気合いの華

俺達は今、電車に揺れていた。

「優しそうなお母さんだね?」

「カズキくんのお母さんだって優しそうだよ?」

「最近俺には冷たいけどね?」

「まぁ、変わっちゃったって思ってるんじゃないかな?髪型も凄い事になってるし♪」

「中川さんだって、可愛くなったじゃん?」

「へ?」

「あ、いや…」

何気ない会話過ぎて、ついポロッと言ってしまって、恥ずかしくて俯いてしまった。

「えへへ♪そんな事言ったって、何もしてあげないけどねぇ!」

「そ、そうだよね?あ、ここで降りるよ?」

俺達は、改札を出てからすぐにある『不思議ランド』に着いた。

「埼玉にこんな所あったんだ…良く知ってたね?」

「ま、まぁね?」

昨日必死に調べたんだけどさ。

「子供の入場券2枚下さい。
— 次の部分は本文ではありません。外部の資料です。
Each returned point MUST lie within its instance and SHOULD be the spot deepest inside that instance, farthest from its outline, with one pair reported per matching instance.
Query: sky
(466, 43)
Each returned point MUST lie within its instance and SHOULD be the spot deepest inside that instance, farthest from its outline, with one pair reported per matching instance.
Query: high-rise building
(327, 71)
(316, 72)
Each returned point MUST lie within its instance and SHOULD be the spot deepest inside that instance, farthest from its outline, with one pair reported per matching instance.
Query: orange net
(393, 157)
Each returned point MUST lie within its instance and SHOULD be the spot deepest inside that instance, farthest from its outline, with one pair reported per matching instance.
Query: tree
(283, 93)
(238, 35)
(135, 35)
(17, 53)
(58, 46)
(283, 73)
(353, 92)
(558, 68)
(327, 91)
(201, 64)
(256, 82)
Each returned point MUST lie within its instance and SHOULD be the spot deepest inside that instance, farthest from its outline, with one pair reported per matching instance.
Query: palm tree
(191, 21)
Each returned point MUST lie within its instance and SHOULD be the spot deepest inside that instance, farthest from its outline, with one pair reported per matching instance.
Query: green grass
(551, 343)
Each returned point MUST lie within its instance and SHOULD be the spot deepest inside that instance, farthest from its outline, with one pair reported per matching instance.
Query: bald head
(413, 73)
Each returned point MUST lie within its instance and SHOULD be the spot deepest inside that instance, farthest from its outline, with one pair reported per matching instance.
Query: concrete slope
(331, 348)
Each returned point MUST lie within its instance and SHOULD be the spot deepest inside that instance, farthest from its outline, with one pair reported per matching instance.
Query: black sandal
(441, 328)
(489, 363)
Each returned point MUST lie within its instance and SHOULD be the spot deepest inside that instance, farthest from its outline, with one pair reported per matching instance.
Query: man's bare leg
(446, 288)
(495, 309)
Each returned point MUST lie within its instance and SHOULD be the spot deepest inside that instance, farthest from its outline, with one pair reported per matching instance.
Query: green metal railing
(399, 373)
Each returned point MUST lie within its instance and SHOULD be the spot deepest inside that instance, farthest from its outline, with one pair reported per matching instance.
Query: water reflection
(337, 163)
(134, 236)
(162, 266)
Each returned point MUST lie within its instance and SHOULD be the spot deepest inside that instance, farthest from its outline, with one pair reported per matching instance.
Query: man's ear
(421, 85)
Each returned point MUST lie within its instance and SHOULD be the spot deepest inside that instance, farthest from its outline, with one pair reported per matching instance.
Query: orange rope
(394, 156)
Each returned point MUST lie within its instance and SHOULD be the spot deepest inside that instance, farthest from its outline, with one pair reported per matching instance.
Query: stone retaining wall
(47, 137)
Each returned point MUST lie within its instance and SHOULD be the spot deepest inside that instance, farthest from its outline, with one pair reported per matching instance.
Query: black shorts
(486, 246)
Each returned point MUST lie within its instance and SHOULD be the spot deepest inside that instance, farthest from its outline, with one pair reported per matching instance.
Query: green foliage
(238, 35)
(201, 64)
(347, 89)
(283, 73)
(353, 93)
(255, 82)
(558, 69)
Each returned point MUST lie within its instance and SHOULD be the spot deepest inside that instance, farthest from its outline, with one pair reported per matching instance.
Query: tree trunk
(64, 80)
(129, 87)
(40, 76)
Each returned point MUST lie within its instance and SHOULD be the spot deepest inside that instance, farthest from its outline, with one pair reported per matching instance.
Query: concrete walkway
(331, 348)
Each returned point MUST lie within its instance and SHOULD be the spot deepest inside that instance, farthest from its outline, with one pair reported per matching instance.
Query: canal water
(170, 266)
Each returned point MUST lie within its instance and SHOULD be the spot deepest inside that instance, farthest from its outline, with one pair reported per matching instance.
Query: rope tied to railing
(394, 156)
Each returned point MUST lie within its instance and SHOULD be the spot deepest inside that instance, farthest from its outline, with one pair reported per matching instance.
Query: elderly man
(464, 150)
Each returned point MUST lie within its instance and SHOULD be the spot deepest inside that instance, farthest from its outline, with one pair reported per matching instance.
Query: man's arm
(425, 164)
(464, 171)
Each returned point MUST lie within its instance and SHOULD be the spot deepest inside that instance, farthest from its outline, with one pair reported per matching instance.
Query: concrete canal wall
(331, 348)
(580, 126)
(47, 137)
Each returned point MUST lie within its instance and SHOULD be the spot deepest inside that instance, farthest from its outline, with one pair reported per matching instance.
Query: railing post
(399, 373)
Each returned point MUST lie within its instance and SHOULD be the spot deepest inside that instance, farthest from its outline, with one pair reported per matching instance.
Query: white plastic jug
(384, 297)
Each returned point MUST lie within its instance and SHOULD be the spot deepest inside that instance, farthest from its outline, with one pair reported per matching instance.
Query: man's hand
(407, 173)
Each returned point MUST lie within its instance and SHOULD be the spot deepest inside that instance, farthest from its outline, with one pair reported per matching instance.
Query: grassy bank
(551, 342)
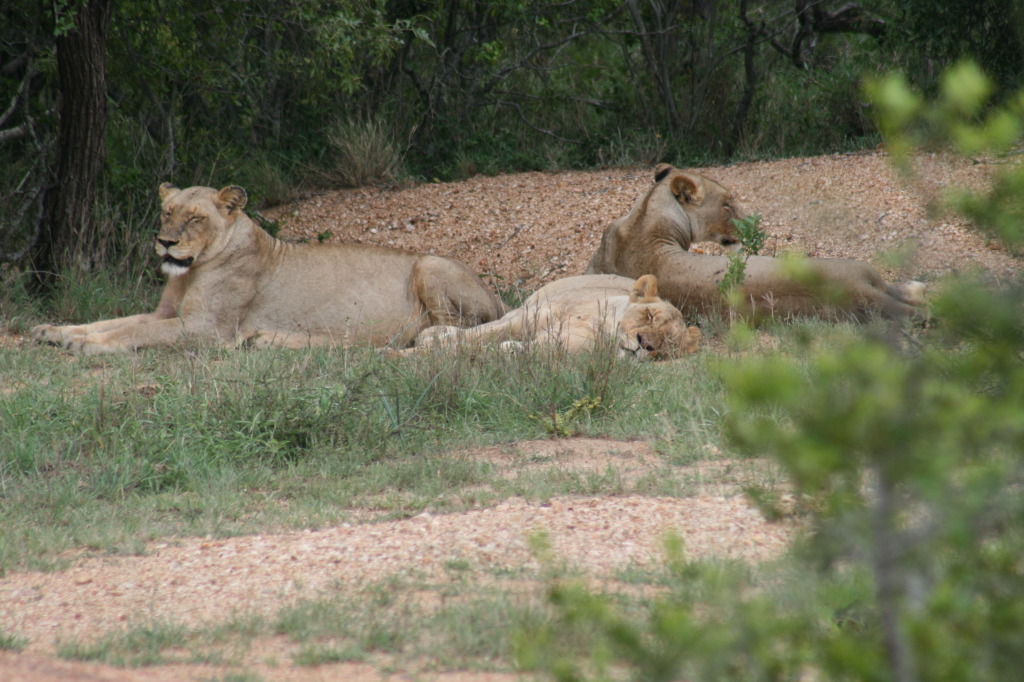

」

「フリーパスでよろしかったですか?」

「はい。」

「合計で1800円になります。」

俺はピッタリに出した。

「へ?悪いって!!私も出すから?」

そう言って財布をカバンから取り出した。

「たまには…格好つけさせてよ?」

それを聞いて、中川さんは嬉しそうにはにかんだ。

「じゃあ…ゴチになります♪」

「うん、入ろっか?」

でも入ってみて、確かに思った。